A few feet from the road: a deer on its side, legs stiff and sticking out, as if someone had tipped it over with one nudge when it should have taken a calamity to barrel it down. All it took was one person’s rushed journey, cut short by something you never saw coming.

I know this way home to Ohio, out of Tennessee and taking 23 on the Eastern side of Kentucky, the highway like a crack up and down the state.

There’s another, on the berm, white puff of tail. How long ago? This morning? Last night? That’s two if you are counting, which I am not.

I drive in and out of Pikeville, Prestonsburg, Paintsville, all these places not so far from where my father kicked stones as a boy, stuck his head between the stairs, lit the lawn on fire instead of mowing it, almost blazed the house, too. Such wild and daring youth.

I pass yellow, fallow fields.

Another, and another, rigor mortis long set in. That’s four if you are counting, which I tell myself not to do. It’s pointless to add up the things that will outnumber me.

Towns with shuttered windows squint at me as I travel through. A train rattles along, pulling rusted cars, paralleling this highway that is at once too long and never long enough.

My father calls, asking where I am, what mile. I’m not exactly lost, just not keeping track of my location. I’m at a rest area, I tell him. The wind is picking up leaves and scattering them the way we do so many of our days. Grey clouds growl and grow.

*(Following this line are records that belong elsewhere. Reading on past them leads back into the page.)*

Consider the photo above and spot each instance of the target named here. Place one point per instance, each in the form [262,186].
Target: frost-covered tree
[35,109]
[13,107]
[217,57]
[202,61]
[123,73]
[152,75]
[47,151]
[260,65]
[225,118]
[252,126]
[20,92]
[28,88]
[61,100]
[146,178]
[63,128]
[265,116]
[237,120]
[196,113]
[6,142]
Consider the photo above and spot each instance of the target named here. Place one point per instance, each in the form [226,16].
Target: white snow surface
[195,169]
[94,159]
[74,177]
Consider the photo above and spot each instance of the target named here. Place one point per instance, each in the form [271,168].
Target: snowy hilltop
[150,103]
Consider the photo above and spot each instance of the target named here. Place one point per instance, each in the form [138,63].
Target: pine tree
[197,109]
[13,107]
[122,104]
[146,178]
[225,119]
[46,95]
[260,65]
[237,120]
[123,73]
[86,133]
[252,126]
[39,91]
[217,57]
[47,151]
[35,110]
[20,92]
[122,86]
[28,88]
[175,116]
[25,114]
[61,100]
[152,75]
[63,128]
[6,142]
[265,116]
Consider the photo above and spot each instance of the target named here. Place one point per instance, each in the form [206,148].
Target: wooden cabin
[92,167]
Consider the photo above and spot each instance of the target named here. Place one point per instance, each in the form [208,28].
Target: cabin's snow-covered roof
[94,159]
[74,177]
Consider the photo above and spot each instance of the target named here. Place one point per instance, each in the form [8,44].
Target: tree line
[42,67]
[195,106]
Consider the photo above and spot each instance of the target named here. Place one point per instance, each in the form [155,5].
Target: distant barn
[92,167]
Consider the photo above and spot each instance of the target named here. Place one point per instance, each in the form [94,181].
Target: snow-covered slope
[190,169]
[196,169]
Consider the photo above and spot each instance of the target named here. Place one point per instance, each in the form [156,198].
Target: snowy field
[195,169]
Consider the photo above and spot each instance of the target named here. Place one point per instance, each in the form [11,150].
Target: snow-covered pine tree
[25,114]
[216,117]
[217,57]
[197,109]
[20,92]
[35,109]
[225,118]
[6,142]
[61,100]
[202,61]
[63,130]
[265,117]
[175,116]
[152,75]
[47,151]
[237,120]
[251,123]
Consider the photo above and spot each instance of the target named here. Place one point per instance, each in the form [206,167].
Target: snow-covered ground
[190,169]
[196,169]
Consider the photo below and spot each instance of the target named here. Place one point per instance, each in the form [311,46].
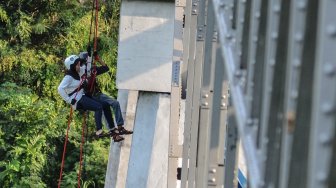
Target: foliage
[35,37]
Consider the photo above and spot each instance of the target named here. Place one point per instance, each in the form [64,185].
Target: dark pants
[87,103]
[115,106]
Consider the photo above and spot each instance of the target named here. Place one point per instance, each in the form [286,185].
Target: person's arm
[61,88]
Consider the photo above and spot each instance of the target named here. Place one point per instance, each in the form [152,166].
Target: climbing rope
[66,137]
[91,90]
[81,149]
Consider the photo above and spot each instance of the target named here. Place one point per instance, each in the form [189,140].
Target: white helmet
[70,60]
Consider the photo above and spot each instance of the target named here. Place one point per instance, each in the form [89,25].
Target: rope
[64,147]
[91,88]
[67,135]
[86,138]
[93,76]
[81,150]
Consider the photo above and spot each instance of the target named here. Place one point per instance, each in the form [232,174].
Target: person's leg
[117,112]
[115,106]
[87,103]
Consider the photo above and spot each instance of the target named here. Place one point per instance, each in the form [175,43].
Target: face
[78,67]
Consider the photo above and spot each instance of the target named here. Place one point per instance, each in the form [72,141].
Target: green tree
[35,39]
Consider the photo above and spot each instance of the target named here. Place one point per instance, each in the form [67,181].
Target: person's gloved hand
[73,101]
[88,49]
[95,55]
[84,84]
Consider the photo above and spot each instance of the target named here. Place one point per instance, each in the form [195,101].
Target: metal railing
[275,60]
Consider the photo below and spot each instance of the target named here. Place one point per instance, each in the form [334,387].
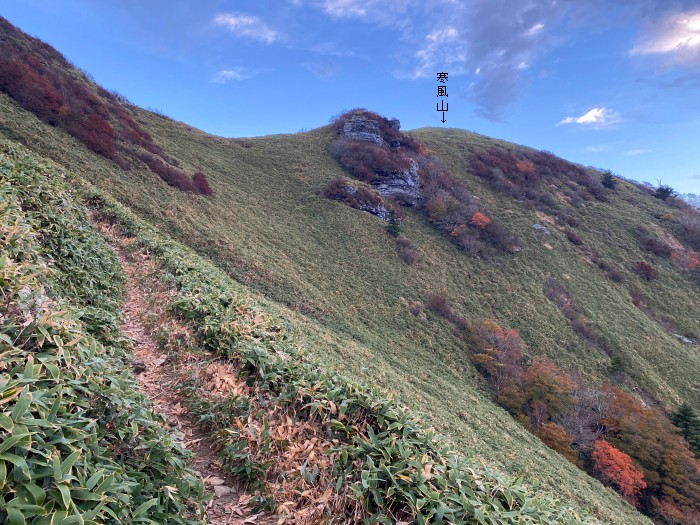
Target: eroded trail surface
[158,376]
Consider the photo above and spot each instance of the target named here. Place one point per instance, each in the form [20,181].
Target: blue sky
[608,83]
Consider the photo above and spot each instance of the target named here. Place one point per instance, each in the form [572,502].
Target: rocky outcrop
[358,127]
[375,208]
[358,195]
[404,185]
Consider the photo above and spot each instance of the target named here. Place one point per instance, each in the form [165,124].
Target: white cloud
[247,26]
[635,152]
[596,117]
[346,8]
[444,47]
[225,75]
[677,36]
[534,29]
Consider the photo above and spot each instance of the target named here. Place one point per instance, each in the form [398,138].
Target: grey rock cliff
[361,128]
[404,185]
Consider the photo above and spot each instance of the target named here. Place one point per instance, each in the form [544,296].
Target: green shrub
[77,442]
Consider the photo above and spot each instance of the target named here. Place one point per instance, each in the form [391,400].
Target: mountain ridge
[347,290]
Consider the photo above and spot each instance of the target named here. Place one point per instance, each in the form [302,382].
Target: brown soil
[158,376]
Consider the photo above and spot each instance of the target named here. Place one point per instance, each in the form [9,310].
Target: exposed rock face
[377,209]
[361,128]
[403,185]
[541,228]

Another deer, knocked over, hoofs off the ground. Five if I were—but I am not. Cities rise and fall in front of, behind me. For rent, for lease, for sale, what in heaven’s name doesn’t diminish in value?

I’m almost there, I want to tell my father, who is no longer on the phone.

Rain quenches my journey’s thirst.

A sixth deer, dead on the side of the road, if any of us are counting, which we all eventually do.

I press the accelerator as one does luck—hard if you are willing.